Authorization and Access Control – CompTIA Security+ SY0-401: 5.2

We use many different kinds of access control to secure our networks. In this video, you’ll learn about discretionary, role-based, and mandatory access control models.

<< Previous Video: Identification, Authentication, and AuthorizationNext: Single-factor Authentication >>

The idea of access control revolves a lot around authorization. And with authorization there is policy enforcement, which means that if a user is trying to access a resource that we’ve given them exactly the right permissions they should have to access that resource. There’s also policy definition, which means we have to define what rights people get to have access to those resources. And there’s a lot of different ways to do this.

We can have these access control lists. And we can configure these to be a discretionary access control, a role based access control, or a mandatory access control.

With discretionary access control, the person who owns the resources in complete control of who might have access to that resource. It is very, very flexible. But from a security perspective it’s very weak. You have the person who owns that information now making security decisions on who gets to access it. And one small slip from the owner could give full control to everybody, and not really mean to do that.

A step up from that is role-based access control. This is where we are defining what access you may have to a resource based on the role of the user. So you may be a group of people, you may be in a department, you may be part of a team of people, and we’ll say that if you’re on this team you have the ability to read these particular files.

This role-based access control also gives you a little more control over what’s going on. It scales a little bit well. In Windows we use groups to be able to accomplish this. So you would add all of these different users to a group and you would simply assign rights to the entire group at one time.

We often see mandatory access control used in government type environments, where there are security clearance levels.
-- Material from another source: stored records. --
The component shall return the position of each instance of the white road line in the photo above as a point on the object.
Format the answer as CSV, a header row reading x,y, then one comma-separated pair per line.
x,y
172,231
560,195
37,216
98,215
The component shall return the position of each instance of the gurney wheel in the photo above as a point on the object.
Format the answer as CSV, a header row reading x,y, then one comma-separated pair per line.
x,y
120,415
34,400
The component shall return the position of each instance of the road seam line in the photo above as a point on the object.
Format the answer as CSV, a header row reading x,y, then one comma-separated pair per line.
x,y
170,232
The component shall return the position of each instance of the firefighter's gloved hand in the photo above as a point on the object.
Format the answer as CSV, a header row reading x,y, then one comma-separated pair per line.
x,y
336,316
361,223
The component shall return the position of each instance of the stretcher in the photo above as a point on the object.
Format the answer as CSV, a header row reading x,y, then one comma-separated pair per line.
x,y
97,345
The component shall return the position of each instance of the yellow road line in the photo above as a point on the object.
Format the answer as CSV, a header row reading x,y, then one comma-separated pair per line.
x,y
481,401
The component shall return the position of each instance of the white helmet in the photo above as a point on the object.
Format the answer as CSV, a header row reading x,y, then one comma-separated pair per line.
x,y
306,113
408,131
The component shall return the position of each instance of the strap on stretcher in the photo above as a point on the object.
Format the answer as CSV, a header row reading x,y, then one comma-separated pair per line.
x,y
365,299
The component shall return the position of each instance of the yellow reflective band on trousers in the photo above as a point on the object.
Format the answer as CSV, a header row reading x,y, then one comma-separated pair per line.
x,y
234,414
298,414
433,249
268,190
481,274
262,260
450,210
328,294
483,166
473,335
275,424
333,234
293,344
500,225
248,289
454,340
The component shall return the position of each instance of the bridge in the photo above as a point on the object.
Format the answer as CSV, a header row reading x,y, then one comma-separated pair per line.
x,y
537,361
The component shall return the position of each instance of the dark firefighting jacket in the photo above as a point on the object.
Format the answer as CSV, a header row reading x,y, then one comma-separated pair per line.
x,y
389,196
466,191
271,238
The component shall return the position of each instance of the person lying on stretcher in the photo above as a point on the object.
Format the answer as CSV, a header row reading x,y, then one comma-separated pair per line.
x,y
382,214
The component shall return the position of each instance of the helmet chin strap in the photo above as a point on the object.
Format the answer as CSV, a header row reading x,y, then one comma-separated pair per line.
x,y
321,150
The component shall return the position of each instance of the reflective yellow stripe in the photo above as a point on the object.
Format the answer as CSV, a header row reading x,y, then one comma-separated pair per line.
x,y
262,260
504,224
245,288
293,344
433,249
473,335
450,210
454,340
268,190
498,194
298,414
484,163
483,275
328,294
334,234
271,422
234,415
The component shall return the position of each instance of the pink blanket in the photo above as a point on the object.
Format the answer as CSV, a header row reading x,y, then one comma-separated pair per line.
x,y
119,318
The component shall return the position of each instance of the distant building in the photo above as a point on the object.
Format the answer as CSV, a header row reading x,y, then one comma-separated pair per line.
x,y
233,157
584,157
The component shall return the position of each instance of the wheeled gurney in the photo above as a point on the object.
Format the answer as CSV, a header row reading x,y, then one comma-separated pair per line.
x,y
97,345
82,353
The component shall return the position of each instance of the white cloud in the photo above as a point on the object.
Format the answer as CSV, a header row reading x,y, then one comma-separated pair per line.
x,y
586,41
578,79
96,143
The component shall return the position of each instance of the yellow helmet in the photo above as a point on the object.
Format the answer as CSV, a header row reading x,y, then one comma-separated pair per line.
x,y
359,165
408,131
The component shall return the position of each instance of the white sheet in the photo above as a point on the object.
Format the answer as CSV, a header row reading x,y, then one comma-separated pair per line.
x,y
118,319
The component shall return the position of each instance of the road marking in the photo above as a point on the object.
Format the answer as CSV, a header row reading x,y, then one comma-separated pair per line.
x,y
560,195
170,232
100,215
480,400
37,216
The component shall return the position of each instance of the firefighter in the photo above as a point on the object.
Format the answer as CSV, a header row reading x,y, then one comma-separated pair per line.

And everything that you would need to access would have a label associated with it. Every document, every printer, everything would be labeled with secret, or top secret, or code blue. And your account would be given a certain level of access.

Your access may be able to access top secret, which means you can access anything labeled with top secret or secret, because that’s one level underneath. But you would not be able to access anything that was code blue. It’s an interesting approach to being able to control what’s out there, and make sure that only the certain people associated with that level of clearance would have access to those resources.
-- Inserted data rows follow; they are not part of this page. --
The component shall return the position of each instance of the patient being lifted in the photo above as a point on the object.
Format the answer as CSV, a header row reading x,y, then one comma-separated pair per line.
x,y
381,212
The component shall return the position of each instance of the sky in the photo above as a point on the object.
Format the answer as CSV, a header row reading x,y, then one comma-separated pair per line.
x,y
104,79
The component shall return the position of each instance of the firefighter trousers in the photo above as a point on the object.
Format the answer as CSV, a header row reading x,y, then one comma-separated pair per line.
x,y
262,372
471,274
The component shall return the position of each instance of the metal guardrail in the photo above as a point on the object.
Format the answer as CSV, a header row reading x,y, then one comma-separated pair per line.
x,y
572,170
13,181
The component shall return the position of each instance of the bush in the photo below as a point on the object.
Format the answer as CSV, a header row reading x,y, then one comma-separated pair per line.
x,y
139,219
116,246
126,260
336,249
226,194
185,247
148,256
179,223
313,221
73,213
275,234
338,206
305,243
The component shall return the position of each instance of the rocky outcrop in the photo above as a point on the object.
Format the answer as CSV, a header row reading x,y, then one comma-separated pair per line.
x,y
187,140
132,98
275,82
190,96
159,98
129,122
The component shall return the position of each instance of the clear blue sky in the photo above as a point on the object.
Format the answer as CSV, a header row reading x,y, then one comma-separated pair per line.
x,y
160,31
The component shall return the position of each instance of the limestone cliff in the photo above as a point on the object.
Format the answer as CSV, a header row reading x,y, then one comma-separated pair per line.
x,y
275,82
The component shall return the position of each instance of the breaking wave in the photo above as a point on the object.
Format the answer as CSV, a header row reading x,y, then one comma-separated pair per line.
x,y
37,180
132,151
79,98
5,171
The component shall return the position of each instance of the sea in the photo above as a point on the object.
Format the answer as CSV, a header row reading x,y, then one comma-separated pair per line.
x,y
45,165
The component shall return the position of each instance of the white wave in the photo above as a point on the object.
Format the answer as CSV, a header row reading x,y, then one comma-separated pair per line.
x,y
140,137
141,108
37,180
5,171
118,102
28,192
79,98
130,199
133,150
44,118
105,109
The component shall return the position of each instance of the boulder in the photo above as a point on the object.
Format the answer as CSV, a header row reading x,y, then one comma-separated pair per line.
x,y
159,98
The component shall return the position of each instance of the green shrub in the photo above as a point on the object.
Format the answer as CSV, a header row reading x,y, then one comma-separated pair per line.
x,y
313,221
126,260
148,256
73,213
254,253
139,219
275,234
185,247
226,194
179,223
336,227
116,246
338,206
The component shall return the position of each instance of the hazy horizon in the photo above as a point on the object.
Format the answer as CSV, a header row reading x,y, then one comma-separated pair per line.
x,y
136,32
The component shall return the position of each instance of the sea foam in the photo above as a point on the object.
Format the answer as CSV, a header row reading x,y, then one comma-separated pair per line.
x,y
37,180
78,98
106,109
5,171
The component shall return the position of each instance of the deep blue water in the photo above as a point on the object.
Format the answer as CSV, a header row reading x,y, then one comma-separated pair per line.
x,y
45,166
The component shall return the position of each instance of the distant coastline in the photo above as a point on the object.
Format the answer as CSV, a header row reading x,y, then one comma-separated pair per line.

You may hear access control referred to as rule-based access control. And this is more of a high level way to describe the way that rights and permissions are given out. One type, or two types, of rule-based access control is role-based and mandatory access control, because those access control methods are determined by the system. They’re not determined by individual users setting this up.

This pre-defined rules and pre-defined processes you have in place have given access to certain people based on a group they might belong to, or based on a particular security level. And it doesn’t matter what a user wants, or what somebody else would want to reconfigure, your systems are going to make sure that everything remains as secure as possible.

Another access security concept, extremely important, is one called an implicit deny. We use this a lot there firewall module, and it makes perfect sense. That’s one where nobody has access unless you explicitly give them access. If you don’t give them certain access, by default, they are implicitly denied from accessing anything. It’s a very important part of what we do, not just firewalls, but with all of these other access methods that we have.

Since many of our organizations are also 24 hour shops, there may be a need to set rights and permissions based on the time of day. So our firewalls, and our operating systems, and some of the other devices that we use allow us to set different types of access control depending on what time of day it might be. And this is important if it’s an organization at night that needs to run a lot of backups, or you want to turn off certain access during the day, you can implement that into the operating systems you’re using or into the firewalls that you might have.